Santa Fe New Mexican

Groups try to stop Haiti chaos from scarring kids

With gang war in capital, childrens advocates say they are ‘witnessing a lot of mental health issues’

- By Dánica Coto

PORT-AU-PRINCE, Haiti — Students often throw up or wet themselves when gunfire erupts outside their school in northern Port-au-Prince.

When they do, school director Roseline Ceragui Louis finds there’s only one way to try to calm the children and keep them safe: getting them to lie on the classroom floor while she sings softly.

“You can’t work in that environmen­t,” she said. “It’s catastroph­ic. They’re traumatize­d.”

Haiti’s capital is under the onslaught of powerful gangs that control 80% of of the city.
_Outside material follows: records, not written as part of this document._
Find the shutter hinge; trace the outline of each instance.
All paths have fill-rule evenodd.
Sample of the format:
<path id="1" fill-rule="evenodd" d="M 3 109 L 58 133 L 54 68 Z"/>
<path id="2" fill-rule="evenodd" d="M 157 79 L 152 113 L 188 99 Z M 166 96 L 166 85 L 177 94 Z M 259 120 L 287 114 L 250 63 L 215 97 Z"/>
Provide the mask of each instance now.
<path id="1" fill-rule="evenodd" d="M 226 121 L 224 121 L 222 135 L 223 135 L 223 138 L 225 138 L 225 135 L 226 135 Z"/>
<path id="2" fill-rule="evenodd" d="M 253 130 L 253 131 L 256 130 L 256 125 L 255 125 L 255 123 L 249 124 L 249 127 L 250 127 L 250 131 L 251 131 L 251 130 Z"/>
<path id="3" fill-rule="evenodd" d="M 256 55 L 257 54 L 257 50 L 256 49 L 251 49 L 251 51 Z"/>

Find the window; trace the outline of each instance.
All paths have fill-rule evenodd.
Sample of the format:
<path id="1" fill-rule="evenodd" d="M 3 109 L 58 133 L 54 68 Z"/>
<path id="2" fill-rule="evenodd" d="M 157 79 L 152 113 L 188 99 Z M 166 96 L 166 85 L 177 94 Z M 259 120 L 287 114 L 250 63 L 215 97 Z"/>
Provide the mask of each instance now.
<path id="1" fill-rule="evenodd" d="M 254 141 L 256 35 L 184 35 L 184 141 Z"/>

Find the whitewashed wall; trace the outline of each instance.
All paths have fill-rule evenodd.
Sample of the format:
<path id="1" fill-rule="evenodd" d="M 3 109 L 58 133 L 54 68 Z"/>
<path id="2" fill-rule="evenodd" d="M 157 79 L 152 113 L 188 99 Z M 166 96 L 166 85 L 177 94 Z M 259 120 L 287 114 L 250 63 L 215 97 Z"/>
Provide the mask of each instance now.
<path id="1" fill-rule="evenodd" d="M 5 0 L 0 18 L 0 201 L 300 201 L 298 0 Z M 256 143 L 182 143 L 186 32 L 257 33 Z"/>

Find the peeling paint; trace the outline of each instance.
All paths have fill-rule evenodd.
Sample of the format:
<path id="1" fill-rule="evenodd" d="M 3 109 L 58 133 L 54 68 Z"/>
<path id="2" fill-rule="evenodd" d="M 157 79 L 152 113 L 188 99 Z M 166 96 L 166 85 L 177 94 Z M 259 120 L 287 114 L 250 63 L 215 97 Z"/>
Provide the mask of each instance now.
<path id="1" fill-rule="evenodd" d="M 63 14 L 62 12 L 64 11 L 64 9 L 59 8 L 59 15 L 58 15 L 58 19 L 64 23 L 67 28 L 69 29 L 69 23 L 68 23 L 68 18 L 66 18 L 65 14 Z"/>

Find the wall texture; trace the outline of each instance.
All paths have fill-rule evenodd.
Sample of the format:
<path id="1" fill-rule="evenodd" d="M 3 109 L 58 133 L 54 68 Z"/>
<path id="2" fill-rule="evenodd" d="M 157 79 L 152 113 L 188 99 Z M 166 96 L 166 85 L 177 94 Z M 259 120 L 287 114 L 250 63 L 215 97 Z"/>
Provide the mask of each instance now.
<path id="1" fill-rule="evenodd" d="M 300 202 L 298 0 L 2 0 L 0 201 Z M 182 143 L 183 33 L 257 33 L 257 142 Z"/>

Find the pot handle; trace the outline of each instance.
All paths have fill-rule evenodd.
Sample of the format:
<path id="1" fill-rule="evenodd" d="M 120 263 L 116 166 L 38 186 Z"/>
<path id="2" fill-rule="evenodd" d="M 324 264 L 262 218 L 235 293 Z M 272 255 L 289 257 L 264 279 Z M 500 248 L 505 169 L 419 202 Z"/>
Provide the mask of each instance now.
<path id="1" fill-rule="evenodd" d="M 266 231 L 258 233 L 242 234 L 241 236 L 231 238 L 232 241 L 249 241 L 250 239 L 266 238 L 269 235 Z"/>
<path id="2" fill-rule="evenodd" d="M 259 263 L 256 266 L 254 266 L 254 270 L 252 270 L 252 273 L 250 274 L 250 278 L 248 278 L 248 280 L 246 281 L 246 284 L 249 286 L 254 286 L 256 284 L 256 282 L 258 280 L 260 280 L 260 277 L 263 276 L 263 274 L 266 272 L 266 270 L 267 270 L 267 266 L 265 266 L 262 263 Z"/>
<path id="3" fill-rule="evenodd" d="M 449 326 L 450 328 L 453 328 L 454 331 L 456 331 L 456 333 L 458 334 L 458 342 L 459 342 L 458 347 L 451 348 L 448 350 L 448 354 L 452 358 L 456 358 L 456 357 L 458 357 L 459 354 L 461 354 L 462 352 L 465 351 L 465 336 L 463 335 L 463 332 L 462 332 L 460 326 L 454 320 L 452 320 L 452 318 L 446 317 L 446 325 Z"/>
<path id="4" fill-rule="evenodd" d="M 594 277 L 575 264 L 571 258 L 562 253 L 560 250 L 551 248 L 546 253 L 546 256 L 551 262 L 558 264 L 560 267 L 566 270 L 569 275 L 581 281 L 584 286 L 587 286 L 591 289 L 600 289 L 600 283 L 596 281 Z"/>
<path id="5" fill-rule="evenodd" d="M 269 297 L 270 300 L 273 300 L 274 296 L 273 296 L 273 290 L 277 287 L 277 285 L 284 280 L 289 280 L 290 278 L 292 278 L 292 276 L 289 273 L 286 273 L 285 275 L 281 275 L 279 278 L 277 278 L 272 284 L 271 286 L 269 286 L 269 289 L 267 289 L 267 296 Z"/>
On Feb. 29, gangs launched coordinate­d attacks targeting key infrastruc­ture. The attacks have left more than 2,500 people dead or wounded in the first three months of the year. Now, in a bid to help save Haiti’s youngest generation, the country is undergoing a wider push to dispel a long-standing taboo on seeking therapy and talking about mental health.

At a recent training session in a relatively safe section of Portau-Prince, parents learned games to put a smile on their children’s faces. The parents are often so distraught and discourage­d they don’t have energy to care for the kids, said Yasmine Déroche, who trains adults to help children overcome trauma inflicted by persistent gang violence.

Gunmen have burned police stations, stormed Haiti’s two biggest prisons to release more than 4,000 inmates and fired on the country’s main internatio­nal airport, which closed March 4 and hasn’t reopened. The violence has also paralyzed Haiti’s largest seaport.

Meanwhile, some 900 schools have closed, affecting some 200,000 children.

“We must fight against this social inequality so that all children, all young people, can have the same opportunit­ies to go to school, to work, to earn a living,” said Chrislie Luca, president of the nonprofit Hearts for Change Organizati­on for Deprived Children of Haiti. “All of these are problems that have led us where we are today, with the country on the edge of the abyss.”

UNICEF’s Haiti representa­tive said the violence has displaced more than 360,000 people, the majority women and children. In addition, at least one-third of the 10,000 victims of sexual violence last year were children, Bruno Maes said.

“Children are left to fend for themselves, without assistance, without enough protection,” he said.

More than 80 children were killed or wounded from January to March, a 55% increase over the last quarter of 2023 and “the most violent period for children in the country on record,” said Save the Children, a U.S. nonprofit.

Luca said among those hurt were two boys struck in the head while walking to school and an 8-year-old girl playing inside her home when she was hit by a bullet that tore through her intestines, requiring emergency surgery.

“We are witnessing a lot of mental health issues,” Maes said. “This violence is traumatizi­ng.”

With hundreds of schools closed, online courses are for those who can afford Wi-Fi and a generator. Most Haitians live often in the dark because of chronic power outages.

With no school, high poverty and trauma such as having to sidestep mangled bodies on streets, kids have become easy prey. Between 30% to 50% of members of armed groups are now children, Maes noted.

“That’s a very sad reality,” he said.

Jean Guerson Sanon, co-founder and executive director of Gèrye Jwa Playmakers, stressed the importance of parents interactin­g daily with children to boost their mental health.

“Sometimes, that’s all we have,” he said, noting conversati­ons about mental health remain largely taboo.

“If you go see a psychologi­st, it’s because you’re ‘crazy,’ and ‘crazy’ people are really discrimina­ted against in Haiti,” he said.

Louis said her 10-year-old son would daily cry “You’re going to die!” as she headed to school, and the violence did not allow the boy to eat, sleep or play.

Louis remained resolute, knowing she had to be strong for him and her students.

“My heart is destroyed, but my students see my smile every day,” she said.

Still, many would fall asleep in class, unable to focus after sleepless nights punctuated by gunfire.

Others had more important things on their mind.

“It’s hard to focus at school or focus on playing a game when the rest of your body is worried about whether your mom and dad are going to be alive when you get home from school,” said Steve Gross, founder of the U.S. nonprofit Life is Good Playmaker Project.